Server-Level Blocking with .htaccess
If you’re using an Apache server, you can block bots at the server level. Add this code to your .htaccess file:
RewriteEngine On
RewriteCond %{HTTP_USER_AGENT} (GPTBot|ChatGPT|Google-Extended|Gemini|PerplexityBot|ClaudeBot|AnthropicAI|CCBot|XaiCrawler|Copilot) [NC]
RewriteRule .* - [F,L]
This denies access to these bots completely — even if they ignore robots.txt.
Block AI Bots Using Cloudflare Firewall Rules
You can also block AI Bots using the Cloudflare CDN. You can Go to AI Crawl control and Block the Bots you want. Make sure to allow Search Engine Crawlers as it is important for Indexing your Website.
Final Thoughts
Blocking AI bots is an easy way to protect your website’s content from being used without permission. By updating your robots.txt or .htaccess, you can control which bots can crawl your site.
Frequently Asked Questions (FAQ)
What is the easiest way to block AI bots from crawling my website?

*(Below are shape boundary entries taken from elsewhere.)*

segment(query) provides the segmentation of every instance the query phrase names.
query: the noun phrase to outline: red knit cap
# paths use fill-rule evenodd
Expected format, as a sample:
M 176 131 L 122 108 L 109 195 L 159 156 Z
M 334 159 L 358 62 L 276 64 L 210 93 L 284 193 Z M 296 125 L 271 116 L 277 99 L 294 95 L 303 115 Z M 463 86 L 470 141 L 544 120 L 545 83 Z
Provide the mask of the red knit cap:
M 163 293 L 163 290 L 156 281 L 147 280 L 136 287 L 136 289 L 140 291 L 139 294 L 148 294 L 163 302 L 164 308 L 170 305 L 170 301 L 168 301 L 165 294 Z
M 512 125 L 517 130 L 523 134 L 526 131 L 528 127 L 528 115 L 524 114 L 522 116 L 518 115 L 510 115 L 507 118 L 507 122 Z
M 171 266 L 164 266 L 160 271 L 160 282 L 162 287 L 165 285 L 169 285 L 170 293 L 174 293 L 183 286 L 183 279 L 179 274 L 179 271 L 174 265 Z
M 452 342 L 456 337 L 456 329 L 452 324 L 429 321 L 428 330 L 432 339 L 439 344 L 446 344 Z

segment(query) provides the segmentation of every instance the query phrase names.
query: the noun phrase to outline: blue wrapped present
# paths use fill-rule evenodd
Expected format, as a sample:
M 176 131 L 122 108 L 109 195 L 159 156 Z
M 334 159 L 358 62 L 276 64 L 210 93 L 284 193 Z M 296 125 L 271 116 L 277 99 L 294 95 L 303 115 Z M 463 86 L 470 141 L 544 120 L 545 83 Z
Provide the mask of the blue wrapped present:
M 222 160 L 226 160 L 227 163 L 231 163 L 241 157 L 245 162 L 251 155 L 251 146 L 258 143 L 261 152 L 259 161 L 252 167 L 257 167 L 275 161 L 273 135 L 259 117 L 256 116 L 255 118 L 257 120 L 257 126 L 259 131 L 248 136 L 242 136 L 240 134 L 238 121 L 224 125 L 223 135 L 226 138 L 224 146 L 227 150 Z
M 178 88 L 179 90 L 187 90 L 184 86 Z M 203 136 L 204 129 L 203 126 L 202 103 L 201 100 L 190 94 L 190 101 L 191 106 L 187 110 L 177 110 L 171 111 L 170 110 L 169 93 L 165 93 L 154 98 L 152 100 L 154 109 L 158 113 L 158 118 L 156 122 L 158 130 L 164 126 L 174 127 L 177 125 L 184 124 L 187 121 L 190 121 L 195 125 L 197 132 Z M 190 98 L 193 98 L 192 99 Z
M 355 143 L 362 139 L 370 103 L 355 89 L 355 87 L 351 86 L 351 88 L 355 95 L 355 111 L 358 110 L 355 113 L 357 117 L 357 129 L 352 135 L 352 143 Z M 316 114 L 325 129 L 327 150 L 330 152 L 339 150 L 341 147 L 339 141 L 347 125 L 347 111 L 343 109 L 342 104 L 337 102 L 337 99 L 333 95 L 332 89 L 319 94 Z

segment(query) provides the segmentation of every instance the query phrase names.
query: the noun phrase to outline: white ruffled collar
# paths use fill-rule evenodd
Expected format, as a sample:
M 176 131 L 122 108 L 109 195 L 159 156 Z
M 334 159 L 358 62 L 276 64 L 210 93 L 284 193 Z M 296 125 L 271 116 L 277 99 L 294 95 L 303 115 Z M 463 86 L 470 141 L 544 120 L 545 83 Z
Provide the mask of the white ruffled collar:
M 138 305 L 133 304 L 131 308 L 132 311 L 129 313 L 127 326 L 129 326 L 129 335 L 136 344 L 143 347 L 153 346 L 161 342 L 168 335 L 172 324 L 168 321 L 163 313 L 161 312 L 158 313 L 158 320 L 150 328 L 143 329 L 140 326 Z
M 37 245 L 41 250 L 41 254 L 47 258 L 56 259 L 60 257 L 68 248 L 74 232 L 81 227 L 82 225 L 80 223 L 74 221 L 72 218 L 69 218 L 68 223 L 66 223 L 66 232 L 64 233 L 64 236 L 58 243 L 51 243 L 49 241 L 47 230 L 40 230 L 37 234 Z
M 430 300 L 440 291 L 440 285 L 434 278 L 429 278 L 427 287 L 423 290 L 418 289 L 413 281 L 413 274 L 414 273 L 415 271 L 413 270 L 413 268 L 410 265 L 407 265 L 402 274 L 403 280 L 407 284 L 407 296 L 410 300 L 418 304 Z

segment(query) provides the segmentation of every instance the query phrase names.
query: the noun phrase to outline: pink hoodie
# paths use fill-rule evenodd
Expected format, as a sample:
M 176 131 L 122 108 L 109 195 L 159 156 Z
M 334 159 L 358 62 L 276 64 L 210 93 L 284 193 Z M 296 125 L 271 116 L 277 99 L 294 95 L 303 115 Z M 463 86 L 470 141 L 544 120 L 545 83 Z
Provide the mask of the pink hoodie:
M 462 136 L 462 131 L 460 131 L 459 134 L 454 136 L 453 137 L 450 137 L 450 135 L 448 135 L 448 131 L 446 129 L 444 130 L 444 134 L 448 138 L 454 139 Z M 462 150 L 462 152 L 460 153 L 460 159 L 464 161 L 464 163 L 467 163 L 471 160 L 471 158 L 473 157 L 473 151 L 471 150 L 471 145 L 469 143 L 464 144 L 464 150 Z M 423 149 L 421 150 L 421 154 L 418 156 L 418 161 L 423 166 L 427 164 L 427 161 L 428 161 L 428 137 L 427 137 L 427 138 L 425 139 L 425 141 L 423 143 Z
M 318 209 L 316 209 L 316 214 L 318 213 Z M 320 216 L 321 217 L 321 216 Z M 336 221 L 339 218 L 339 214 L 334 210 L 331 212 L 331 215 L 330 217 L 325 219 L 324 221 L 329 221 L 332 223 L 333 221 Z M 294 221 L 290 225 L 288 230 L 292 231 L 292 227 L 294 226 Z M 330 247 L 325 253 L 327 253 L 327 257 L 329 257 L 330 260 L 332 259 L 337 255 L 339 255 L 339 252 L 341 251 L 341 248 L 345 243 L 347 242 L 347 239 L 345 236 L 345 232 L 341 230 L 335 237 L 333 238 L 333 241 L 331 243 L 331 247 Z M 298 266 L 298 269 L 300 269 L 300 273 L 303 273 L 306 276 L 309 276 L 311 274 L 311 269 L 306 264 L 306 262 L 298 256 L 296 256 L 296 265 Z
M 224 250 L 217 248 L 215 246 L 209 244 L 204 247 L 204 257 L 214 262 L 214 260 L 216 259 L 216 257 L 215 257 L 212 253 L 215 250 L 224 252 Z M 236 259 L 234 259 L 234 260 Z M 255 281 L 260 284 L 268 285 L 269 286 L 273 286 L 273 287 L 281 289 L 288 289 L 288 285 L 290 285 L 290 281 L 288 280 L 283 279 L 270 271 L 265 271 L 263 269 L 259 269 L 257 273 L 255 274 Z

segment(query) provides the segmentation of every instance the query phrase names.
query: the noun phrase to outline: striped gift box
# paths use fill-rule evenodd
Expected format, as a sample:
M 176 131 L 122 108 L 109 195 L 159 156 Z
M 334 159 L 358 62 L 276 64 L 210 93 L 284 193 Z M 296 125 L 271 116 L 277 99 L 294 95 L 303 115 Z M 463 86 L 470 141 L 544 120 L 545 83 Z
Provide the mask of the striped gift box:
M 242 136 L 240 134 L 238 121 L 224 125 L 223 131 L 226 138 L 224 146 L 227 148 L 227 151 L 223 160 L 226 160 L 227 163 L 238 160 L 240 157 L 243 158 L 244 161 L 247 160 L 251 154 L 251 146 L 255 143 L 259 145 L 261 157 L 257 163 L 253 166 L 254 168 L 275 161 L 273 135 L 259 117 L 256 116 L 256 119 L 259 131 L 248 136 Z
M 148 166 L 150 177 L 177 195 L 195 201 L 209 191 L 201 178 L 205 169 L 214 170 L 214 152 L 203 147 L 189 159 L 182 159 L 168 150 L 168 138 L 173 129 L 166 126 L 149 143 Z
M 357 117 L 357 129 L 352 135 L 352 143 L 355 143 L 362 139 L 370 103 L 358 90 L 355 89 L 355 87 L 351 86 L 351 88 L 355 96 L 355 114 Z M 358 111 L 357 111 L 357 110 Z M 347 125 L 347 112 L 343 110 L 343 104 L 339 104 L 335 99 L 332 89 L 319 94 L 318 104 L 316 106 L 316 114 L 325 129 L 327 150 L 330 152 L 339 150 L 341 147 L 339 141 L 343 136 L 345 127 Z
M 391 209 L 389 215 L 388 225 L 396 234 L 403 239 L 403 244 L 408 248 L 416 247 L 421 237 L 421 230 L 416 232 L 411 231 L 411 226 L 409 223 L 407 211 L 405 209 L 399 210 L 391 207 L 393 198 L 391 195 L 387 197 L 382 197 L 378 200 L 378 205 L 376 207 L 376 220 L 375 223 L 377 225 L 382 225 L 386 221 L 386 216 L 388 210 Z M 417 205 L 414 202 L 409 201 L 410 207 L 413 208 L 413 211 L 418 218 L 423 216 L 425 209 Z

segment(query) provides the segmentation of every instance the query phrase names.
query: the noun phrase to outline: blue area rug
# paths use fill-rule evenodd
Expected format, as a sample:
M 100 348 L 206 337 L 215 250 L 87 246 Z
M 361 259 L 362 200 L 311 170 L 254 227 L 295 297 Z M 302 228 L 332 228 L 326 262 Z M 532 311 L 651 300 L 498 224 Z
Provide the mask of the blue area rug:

The easiest way is to add Disallow rules for known AI user agents like GPTBot and Google-Extended in your robots.txt file.
Does blocking AI bots in robots.txt guarantee they won't crawl my site?
No, robots.txt is a polite request. While major players like OpenAI and Google respect it, malicious or improperly configured bots may ignore it. For stricter enforcement, use server-level blocking via .htaccess or a web application firewall (WAF).
Should I block all AI bots?
It depends on your goals. If you want to protect proprietary content, blocking them is smart. However, blocking them might prevent your site from being cited as a source in AI-generated search summaries (like Google SGE).